Marx and Engels contextualize the Communist party with other working-class parties existing at the time, like the Chartists in England and the Agrarian Reformers in America.
This short chapter Marx and Engels’ attempt to make their manifesto practically useful. Here, they seek to build bridges between the communists and working-class parties worldwide that mostly share their commitments.
Marx and Engels set out which national parties in various countries might align with the interests of the Communist party. They also offer examples of when they might disagree with these parties. Generally, the Communist parties aim to both fight for the immediate needs of the proletariat and to empower them with the recognition of their oppression by the bourgeoisie.
Marx and Engels firmly believe that, if communism is to succeed in empowering the proletariat, it must fight the bourgeoisie on both intellectual and practical ground.

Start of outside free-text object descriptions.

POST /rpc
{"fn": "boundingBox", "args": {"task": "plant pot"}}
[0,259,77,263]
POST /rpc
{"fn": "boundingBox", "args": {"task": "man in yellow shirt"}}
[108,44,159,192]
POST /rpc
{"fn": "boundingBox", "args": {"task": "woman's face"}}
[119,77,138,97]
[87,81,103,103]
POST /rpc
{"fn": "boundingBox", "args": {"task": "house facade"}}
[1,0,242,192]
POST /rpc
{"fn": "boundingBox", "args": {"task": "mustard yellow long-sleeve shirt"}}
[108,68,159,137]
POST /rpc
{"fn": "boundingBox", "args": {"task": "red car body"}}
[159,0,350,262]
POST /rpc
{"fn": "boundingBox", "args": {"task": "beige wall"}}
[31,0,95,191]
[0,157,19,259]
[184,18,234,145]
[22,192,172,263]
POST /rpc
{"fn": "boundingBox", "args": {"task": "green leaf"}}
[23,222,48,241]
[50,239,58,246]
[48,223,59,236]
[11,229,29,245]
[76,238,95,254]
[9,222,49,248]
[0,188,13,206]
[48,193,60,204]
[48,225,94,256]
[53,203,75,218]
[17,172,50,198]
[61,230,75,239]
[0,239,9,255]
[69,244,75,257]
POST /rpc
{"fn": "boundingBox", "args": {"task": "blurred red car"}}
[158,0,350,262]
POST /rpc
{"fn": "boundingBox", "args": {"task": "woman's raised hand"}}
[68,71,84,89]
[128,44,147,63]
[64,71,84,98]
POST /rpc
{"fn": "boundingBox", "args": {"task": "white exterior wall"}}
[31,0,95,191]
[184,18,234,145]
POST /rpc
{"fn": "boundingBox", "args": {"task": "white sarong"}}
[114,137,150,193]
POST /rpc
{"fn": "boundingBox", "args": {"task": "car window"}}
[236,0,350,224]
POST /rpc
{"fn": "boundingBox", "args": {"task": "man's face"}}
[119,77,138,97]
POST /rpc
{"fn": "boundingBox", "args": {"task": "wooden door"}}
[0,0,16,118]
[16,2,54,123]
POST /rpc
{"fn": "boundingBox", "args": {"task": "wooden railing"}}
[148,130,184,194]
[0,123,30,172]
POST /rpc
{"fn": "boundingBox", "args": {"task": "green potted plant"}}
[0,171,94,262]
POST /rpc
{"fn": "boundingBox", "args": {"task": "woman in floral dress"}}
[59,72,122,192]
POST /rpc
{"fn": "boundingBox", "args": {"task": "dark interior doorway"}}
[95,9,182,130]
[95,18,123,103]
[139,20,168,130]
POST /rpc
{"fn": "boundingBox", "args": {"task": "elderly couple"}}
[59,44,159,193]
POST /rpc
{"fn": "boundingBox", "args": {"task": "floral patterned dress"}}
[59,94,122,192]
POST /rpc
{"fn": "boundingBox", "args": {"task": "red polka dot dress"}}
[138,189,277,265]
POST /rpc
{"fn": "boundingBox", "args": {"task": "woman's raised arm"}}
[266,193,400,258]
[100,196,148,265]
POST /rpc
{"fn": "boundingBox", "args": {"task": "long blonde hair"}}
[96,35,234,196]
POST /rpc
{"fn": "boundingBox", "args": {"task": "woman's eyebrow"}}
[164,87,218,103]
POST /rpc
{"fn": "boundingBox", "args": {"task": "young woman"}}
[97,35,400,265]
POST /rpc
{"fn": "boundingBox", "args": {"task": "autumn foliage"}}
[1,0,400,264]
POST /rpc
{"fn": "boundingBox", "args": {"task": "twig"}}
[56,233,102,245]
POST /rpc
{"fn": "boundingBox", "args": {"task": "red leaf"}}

The proletariat needs to see that it is oppressed before it can summon the collective power to rise up against its oppressor.
Marx and Engels say their primary focus (in 1848) is Germany, as it is about to undergo a bourgeois revolution that will ultimately result in a more developed proletariat; this proletariat will immediately retaliate with their own revolution. Marx and Engels state that communists support “every revolutionary movement against the existing social and political order of things.”
In light of Marx and Engels’ criticisms of certain literature in the previous chapter for being too idealistic, here they try to show that they are thinking on a country-specific level. At the same time, they seek to broaden the applicability of communism by offering this wide definition of what the political group supports.
Marx and Engels are unafraid to admit that what they are calling for can only come about by the “forcible overthrow of existing social conditions.” They say, “let the ruling classes tremble at a Communistic revolution,” and declare that the proletarians have “nothing to lose but their chains.” The manifesto ends with Marx and Engels imploring the “WORKING MEN OF ALL COUNTRIES” to “UNITE!”
Marx and Engels have no faith in the capitalist system to offer the proletariat a route to empowerment. Therefore, they believe, “forcible overthrow” is necessary. The bourgeoisie will never willingly give up its dominant position or its accumulation of wealth and property. This final line, written in all caps, is intended to excite the reader, to make them feel that change is possible, and to urge them to start fighting for that change.